There's No Place Like Home
WARNING: This is a blog about nothing, really.
This has been one very relaxing, much-needed trip to Houston. I love spending time with my family and catching up with old friends. After this weekend, I think God knew what He was doing by sending me to Austin. Although I miss some aspects of my life in Houston, I am very grateful for all that God has blessed me for my life in Austin. I am mostly grateful for the Recovery process God has bestowed on me. It has saved my life in a multitude of ways.

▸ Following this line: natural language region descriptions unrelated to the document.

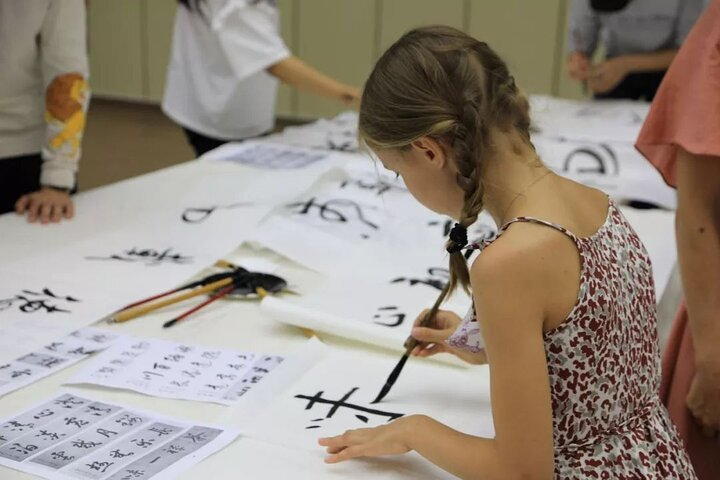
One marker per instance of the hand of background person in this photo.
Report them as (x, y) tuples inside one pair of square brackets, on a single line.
[(47, 205), (607, 75), (703, 400), (434, 337), (578, 66)]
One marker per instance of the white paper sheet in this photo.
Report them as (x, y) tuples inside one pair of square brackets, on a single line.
[(266, 155), (615, 168), (72, 436), (338, 133), (39, 308), (176, 370), (355, 209), (361, 310), (336, 394), (53, 357), (587, 120)]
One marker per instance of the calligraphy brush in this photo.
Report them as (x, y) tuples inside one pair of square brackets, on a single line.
[(244, 283), (198, 283), (217, 296), (410, 345), (135, 312)]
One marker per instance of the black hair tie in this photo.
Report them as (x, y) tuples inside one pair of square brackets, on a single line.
[(458, 237)]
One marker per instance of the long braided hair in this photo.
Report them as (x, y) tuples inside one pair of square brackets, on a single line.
[(440, 82)]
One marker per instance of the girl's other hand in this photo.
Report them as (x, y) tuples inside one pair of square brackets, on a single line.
[(433, 338)]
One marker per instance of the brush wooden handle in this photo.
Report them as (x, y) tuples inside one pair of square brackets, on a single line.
[(140, 310)]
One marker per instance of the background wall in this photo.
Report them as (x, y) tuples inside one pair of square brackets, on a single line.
[(130, 42)]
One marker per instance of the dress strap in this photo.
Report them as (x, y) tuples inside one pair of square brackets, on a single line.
[(537, 221), (481, 244)]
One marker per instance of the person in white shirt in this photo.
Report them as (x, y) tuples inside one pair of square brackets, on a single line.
[(640, 38), (227, 59), (44, 97)]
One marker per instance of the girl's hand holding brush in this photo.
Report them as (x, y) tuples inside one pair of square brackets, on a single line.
[(433, 338)]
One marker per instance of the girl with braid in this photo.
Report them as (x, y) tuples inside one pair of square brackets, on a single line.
[(563, 301)]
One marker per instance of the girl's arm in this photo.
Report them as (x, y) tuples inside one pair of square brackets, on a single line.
[(510, 292), (299, 74)]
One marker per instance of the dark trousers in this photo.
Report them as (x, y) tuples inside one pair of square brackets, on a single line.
[(18, 176), (636, 86), (201, 143)]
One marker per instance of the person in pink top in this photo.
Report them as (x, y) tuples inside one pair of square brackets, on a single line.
[(681, 137)]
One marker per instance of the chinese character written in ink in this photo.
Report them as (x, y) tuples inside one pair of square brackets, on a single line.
[(380, 185), (118, 454), (45, 412), (98, 411), (46, 435), (142, 443), (201, 364), (100, 466), (51, 362), (133, 473), (195, 437), (147, 256), (23, 449), (199, 215), (161, 432), (128, 420), (147, 375), (216, 387), (173, 449), (20, 373), (61, 455), (71, 402), (105, 433), (54, 346), (334, 211), (140, 346), (437, 278), (83, 444), (336, 405), (81, 351), (389, 312), (16, 426), (30, 302)]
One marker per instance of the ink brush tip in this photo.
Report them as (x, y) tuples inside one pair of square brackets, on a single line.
[(170, 323), (392, 378)]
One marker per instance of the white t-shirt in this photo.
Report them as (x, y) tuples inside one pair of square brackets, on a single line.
[(217, 83)]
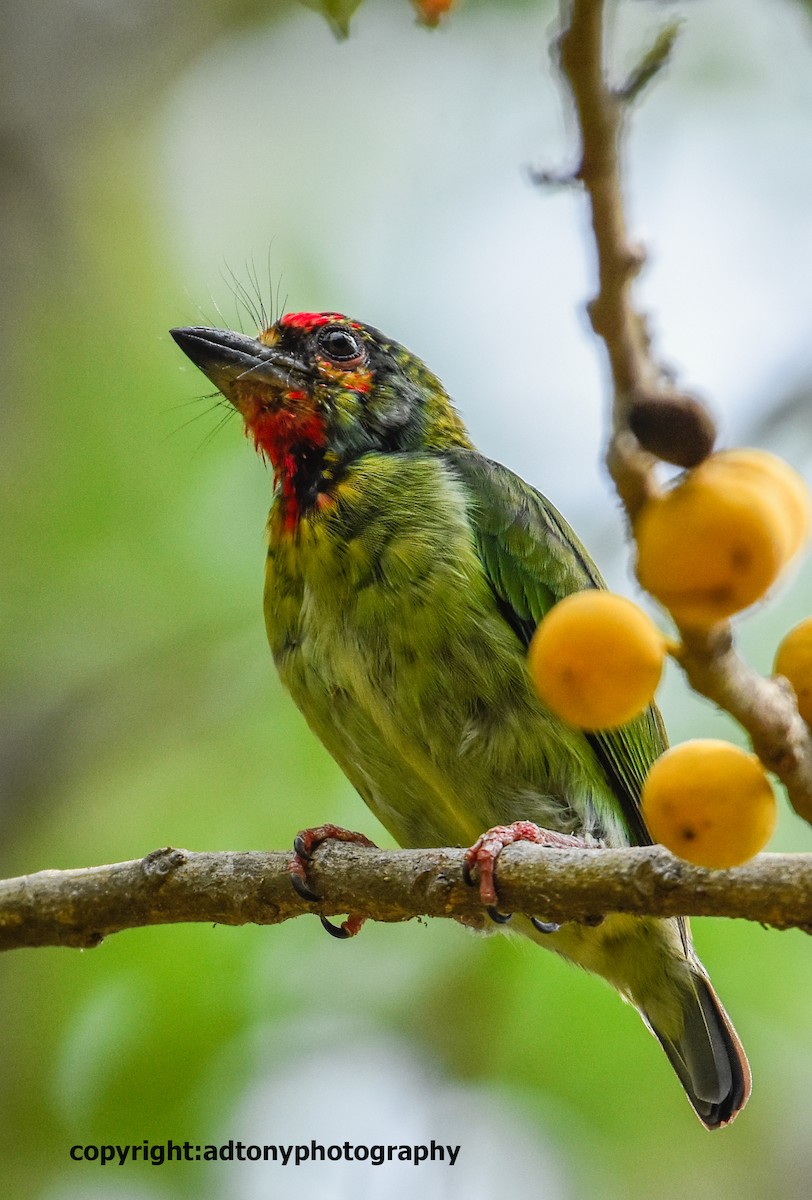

Recovery has allowed me to be single so I could grow as a person, pursue my dreams, and become the person I want to be without having a relationship to damage my life. Better yet, I have learned to find my identity in Christ and not in a man's approval. It is truly freeing. I would like to remember that I am ok right where I am. It gets easy to lose perspective in the midst of difficult circumstances, and I forget to be grateful for what God has given to me. This weekend was a reminder of my blessings both in Houston and Austin.
Maybe one day I will move back to Houston, but I have decided that I am not yet ready to settle down. I am on a different timeline than most people my age, it seems, and I still have alot of adventure left in me. I want to use this time of freedom to my utmost advantage. I have goals yet unreached, and if I go after them, I will be doing myself and my future family a huge favor.
This blog was just a recap of what I've been going through this weekend as I spend time with all the people I love. I am just going to trust that God knows exactly what He's doing, and I'm going to stop fighting Him on this one.